[AMDGPU] Stop combining arbitrary offsets into PAL relocs #80034

jayfoad · 2024-01-30T17:04:57Z

PAL uses ELF REL (not RELA) relocations which can only store a 32-bit
addend in the instruction, even for reloc types like R_AMDGPU_ABS32_HI
which require the upper 32 bits of a 64-bit address calculation to be
correct. This means that it is not safe to fold an arbitrary offset into
a GlobalAddressSDNode, so stop doing that.

In practice this is mostly a problem for small negative offsets which do
not work as expected because PAL treats the 32-bit addend as unsigned.

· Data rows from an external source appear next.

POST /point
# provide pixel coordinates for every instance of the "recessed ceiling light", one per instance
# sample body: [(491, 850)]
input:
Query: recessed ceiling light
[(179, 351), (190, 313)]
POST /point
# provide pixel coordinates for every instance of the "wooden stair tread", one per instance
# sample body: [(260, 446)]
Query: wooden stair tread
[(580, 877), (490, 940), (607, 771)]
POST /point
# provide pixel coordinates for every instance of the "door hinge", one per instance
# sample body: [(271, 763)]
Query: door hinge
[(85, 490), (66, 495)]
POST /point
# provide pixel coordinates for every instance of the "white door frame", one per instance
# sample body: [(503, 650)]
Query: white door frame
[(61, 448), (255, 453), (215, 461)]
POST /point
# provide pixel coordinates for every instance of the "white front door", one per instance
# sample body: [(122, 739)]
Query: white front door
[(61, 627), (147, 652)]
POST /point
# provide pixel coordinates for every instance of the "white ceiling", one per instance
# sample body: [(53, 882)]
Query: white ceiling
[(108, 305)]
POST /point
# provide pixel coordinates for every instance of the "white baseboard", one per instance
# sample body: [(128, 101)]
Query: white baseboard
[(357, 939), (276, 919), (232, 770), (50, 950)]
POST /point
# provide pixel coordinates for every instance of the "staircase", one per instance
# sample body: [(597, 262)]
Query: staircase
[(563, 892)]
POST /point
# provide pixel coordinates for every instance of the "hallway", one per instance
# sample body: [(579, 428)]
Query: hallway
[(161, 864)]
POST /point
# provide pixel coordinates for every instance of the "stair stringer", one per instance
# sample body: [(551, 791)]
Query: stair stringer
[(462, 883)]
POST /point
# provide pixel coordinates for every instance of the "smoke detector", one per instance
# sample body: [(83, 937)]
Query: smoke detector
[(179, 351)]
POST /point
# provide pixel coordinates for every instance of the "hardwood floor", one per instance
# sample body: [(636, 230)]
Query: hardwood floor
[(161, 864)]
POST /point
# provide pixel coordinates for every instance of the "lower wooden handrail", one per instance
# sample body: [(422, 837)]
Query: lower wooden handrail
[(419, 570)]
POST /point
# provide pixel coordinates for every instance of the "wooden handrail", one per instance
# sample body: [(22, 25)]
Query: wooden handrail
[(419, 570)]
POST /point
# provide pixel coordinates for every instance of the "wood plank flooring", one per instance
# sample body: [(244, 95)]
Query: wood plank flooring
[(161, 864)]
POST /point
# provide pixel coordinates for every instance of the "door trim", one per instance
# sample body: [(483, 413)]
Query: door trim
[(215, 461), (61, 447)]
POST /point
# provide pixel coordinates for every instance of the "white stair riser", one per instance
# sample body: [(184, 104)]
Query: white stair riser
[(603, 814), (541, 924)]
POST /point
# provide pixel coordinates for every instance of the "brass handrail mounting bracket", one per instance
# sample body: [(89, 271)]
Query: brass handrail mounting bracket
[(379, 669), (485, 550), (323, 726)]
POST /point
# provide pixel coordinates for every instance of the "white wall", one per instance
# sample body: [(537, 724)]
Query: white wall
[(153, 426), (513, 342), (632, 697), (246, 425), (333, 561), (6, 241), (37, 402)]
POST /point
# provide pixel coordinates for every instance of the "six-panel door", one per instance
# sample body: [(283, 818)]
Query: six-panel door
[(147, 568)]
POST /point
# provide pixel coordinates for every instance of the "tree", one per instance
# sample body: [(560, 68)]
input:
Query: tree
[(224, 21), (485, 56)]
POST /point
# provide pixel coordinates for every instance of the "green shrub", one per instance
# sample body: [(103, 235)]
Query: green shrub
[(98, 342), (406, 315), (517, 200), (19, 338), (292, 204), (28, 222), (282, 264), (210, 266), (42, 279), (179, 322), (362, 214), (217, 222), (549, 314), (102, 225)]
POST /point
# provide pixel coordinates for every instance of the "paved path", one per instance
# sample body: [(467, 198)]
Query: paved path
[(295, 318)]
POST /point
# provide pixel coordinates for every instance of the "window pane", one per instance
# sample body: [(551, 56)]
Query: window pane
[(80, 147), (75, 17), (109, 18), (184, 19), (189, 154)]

PAL uses ELF REL (not RELA) relocations which can only store a 32-bit addend in the instruction, even for reloc types like R_AMDGPU_ABS32_HI which require the upper 32 bits of a 64-bit address calculation to be correct. This means that it is not safe to fold an arbitrary offset into a GlobalAddressSDNode, so stop doing that. In practice this is mostly a problem for small negative offsets which do not work as expected because PAL treats the 32-bit addend as unsigned.

llvmbot · 2024-01-30T17:05:31Z

@llvm/pr-subscribers-backend-amdgpu

Author: Jay Foad (jayfoad)

Changes

PAL uses ELF REL (not RELA) relocations which can only store a 32-bit
addend in the instruction, even for reloc types like R_AMDGPU_ABS32_HI
which require the upper 32 bits of a 64-bit address calculation to be
correct. This means that it is not safe to fold an arbitrary offset into
a GlobalAddressSDNode, so stop doing that.

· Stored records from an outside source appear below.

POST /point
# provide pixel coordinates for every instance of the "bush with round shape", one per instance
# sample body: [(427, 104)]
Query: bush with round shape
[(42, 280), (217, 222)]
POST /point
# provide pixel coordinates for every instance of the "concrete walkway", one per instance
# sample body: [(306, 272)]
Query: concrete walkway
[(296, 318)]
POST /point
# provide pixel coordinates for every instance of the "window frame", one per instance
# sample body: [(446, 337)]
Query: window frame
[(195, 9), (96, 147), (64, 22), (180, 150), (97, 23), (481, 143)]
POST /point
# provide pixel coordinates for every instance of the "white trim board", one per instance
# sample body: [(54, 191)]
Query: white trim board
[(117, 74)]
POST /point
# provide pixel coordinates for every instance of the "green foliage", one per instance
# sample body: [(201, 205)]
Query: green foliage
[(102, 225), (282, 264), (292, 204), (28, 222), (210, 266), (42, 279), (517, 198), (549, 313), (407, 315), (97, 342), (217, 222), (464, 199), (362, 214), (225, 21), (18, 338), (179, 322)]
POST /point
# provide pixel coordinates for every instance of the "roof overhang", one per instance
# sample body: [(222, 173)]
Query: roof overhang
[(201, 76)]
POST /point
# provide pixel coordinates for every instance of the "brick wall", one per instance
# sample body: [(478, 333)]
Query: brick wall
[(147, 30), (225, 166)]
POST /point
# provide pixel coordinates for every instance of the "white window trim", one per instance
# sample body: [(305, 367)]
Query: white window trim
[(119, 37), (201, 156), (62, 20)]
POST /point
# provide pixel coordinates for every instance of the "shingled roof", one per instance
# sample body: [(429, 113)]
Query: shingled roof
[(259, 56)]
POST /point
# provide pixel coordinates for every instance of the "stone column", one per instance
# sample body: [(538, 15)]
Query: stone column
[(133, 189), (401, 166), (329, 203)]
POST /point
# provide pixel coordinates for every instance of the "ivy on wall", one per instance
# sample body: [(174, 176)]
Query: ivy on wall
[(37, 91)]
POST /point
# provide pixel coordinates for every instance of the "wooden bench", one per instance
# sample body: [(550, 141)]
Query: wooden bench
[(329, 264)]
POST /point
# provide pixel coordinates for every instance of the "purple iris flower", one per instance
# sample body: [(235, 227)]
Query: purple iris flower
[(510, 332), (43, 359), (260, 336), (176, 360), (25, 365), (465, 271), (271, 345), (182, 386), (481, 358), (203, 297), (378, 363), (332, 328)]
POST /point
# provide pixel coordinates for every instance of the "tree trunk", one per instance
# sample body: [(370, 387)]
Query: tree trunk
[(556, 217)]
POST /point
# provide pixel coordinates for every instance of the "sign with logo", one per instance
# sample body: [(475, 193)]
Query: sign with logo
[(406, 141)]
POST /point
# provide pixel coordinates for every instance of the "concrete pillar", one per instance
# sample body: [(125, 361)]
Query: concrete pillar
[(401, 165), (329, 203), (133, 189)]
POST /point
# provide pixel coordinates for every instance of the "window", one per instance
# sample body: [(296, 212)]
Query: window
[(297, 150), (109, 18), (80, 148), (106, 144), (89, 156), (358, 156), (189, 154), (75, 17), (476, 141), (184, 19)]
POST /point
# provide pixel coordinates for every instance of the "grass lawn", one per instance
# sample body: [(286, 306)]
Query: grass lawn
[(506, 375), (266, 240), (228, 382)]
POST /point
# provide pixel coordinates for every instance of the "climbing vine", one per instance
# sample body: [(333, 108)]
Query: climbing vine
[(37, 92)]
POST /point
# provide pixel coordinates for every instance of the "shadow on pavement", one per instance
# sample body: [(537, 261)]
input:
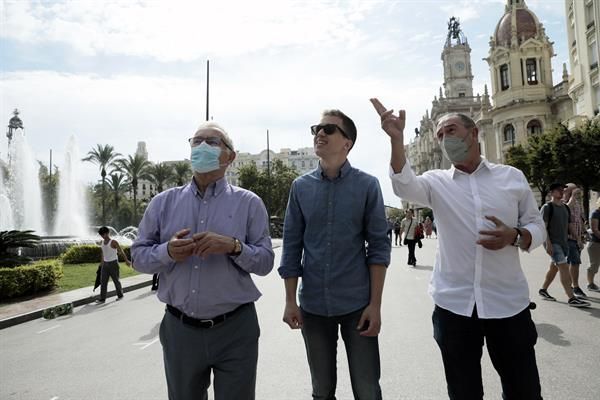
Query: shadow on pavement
[(152, 334), (423, 267), (552, 334), (144, 295)]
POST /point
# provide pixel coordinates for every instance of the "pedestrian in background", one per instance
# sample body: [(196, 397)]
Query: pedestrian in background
[(110, 264), (594, 248)]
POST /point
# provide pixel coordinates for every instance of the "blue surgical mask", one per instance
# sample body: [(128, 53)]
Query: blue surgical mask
[(455, 149), (205, 158)]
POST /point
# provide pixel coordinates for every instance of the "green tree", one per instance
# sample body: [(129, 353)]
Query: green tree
[(273, 189), (183, 172), (10, 241), (161, 174), (135, 168), (49, 188), (118, 188), (104, 157)]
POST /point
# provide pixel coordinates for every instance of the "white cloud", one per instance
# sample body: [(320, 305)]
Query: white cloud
[(182, 30)]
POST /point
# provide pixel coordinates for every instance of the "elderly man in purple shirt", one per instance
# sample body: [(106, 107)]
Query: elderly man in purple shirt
[(205, 239)]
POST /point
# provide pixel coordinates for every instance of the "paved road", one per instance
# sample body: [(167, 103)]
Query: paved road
[(112, 351)]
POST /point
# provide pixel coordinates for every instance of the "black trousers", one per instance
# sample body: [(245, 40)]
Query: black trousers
[(510, 343), (412, 259)]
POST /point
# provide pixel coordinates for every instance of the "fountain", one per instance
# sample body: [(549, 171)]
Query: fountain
[(21, 200)]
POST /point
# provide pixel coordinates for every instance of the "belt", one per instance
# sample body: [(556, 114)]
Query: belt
[(202, 323)]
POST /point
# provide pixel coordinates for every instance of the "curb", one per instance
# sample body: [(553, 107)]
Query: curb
[(30, 316)]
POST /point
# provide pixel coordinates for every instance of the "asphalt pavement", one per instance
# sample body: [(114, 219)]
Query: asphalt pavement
[(112, 351)]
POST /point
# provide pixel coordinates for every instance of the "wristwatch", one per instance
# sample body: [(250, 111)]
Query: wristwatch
[(517, 242), (237, 247)]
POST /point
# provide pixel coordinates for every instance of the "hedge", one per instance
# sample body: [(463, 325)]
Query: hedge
[(30, 278), (87, 253)]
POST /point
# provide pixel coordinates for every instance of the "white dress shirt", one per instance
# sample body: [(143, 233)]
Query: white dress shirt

In practice this is mostly a problem for small negative offsets which do
not work as expected because PAL treats the 32-bit addend as unsigned.

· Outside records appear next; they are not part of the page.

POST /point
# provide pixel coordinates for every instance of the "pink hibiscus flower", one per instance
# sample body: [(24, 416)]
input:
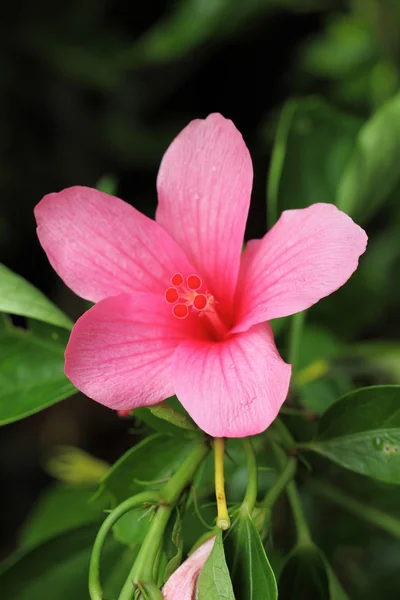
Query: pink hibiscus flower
[(182, 583), (180, 309)]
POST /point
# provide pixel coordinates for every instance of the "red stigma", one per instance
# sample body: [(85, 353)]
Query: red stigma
[(177, 279), (194, 282), (171, 295), (200, 302), (180, 311)]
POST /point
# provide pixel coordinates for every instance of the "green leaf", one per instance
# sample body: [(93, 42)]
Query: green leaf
[(313, 144), (148, 463), (361, 432), (252, 575), (132, 527), (373, 169), (214, 582), (316, 384), (58, 568), (307, 569), (60, 508), (31, 375), (18, 297)]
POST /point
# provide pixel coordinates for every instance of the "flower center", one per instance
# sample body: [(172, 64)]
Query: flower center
[(187, 297)]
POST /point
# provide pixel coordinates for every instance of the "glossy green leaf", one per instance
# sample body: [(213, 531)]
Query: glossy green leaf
[(149, 463), (58, 568), (361, 432), (132, 527), (373, 169), (317, 386), (19, 297), (307, 572), (313, 144), (31, 375), (60, 508), (252, 575), (214, 582)]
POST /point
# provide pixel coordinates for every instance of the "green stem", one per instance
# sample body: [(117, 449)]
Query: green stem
[(223, 519), (250, 498), (137, 501), (296, 329), (368, 513), (164, 411), (142, 570)]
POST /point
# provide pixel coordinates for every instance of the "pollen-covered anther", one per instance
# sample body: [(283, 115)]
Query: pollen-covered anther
[(200, 301), (180, 311), (177, 279), (194, 282), (171, 295)]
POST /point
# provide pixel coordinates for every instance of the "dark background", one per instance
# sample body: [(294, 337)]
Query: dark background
[(90, 88)]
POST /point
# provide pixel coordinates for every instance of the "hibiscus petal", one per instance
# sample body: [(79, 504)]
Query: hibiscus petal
[(307, 255), (101, 246), (182, 583), (232, 388), (204, 187), (120, 350)]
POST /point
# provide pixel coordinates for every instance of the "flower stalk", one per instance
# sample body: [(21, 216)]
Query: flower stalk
[(223, 519), (142, 570), (250, 498)]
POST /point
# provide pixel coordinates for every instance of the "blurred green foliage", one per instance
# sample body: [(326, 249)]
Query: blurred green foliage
[(90, 88)]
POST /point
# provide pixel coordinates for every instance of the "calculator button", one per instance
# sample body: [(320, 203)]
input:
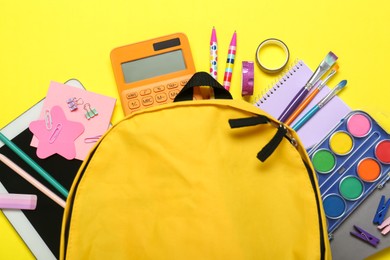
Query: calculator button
[(172, 94), (172, 85), (161, 97), (145, 92), (131, 95), (134, 104), (159, 88), (147, 101)]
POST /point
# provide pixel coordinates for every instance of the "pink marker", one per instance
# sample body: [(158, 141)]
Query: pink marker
[(18, 201), (213, 54), (227, 78)]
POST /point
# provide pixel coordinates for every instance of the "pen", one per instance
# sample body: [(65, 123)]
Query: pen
[(320, 104), (324, 66), (311, 96), (18, 201), (32, 180), (230, 62), (214, 54), (33, 164)]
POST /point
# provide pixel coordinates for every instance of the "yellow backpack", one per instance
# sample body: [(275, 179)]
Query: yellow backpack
[(203, 179)]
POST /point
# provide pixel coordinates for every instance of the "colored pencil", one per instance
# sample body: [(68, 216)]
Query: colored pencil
[(214, 54), (34, 165), (320, 104), (32, 180), (230, 62), (311, 96)]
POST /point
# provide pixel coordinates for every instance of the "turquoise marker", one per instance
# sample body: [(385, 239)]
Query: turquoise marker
[(34, 165), (320, 104)]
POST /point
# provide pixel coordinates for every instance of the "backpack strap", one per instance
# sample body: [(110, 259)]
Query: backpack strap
[(202, 79), (270, 147)]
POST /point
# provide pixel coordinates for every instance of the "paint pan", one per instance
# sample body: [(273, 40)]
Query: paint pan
[(351, 188), (334, 206), (382, 151), (368, 169), (341, 143), (324, 161), (350, 162), (359, 125)]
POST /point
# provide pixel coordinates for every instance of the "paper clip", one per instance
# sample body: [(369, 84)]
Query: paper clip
[(365, 236), (381, 211), (55, 133), (92, 139), (73, 103), (48, 121), (91, 112), (385, 226)]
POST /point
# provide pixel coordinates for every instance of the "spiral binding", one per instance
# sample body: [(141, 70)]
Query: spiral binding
[(275, 85)]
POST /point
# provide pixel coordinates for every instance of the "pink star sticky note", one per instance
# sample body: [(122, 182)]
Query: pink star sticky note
[(56, 134)]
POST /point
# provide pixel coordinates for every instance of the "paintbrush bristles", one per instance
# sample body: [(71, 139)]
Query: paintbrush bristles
[(331, 58)]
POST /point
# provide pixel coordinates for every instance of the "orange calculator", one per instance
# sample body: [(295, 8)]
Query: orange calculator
[(152, 72)]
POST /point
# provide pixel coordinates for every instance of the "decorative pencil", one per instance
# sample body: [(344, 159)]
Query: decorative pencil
[(230, 62), (311, 96), (214, 54), (320, 104), (324, 66), (34, 165)]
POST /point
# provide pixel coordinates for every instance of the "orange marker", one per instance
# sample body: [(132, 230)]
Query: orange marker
[(310, 97)]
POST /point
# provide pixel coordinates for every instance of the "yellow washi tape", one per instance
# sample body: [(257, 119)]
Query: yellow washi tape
[(279, 43)]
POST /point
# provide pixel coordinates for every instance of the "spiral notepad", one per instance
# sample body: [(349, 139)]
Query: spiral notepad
[(275, 100)]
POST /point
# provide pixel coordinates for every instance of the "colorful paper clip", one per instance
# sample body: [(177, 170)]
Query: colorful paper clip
[(381, 211), (365, 236), (90, 112), (385, 226)]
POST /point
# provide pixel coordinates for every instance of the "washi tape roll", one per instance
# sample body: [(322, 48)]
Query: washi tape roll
[(247, 81), (278, 43)]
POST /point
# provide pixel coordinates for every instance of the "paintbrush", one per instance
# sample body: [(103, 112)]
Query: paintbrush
[(320, 104), (324, 66), (311, 96)]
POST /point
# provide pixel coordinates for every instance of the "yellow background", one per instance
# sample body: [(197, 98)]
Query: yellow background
[(46, 40)]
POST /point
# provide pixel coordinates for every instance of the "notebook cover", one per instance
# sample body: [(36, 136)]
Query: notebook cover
[(275, 100)]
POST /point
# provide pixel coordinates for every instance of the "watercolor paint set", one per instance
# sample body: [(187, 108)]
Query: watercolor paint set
[(351, 161)]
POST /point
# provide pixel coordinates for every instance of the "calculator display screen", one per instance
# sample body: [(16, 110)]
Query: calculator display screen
[(153, 66)]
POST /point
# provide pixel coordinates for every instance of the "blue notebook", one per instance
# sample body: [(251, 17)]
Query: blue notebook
[(275, 100)]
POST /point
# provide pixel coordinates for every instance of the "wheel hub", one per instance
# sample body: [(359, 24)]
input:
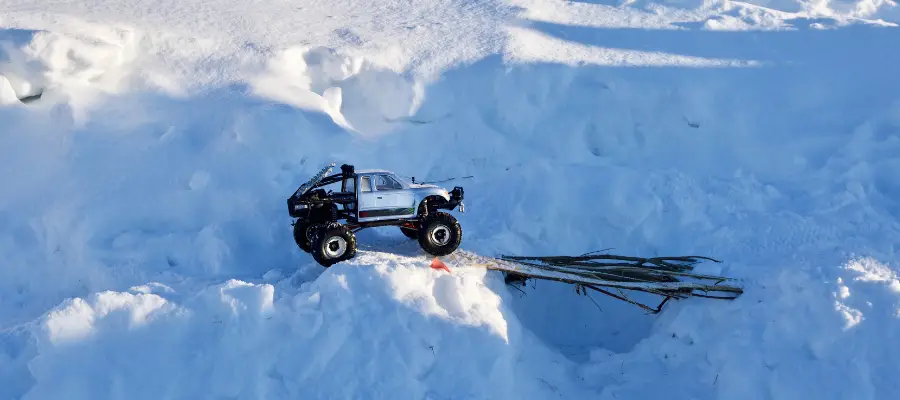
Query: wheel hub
[(335, 247), (440, 235)]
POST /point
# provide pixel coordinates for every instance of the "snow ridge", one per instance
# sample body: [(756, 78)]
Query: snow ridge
[(145, 241)]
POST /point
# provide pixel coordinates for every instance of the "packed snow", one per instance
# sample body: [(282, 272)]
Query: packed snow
[(147, 149)]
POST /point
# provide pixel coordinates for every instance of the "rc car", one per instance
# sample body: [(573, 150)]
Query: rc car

Full diff: https://github.com/llvm/llvm-project/pull/80034.diff

4 Files Affected:

(modified) llvm/lib/Target/AMDGPU/SIISelLowering.cpp (+11)
(modified) llvm/test/CodeGen/AMDGPU/global-constant.ll (+10-10)
(modified) llvm/test/CodeGen/AMDGPU/llvm.memcpy.ll (+2-3)
(modified) llvm/test/CodeGen/AMDGPU/rel32.ll (+16-3)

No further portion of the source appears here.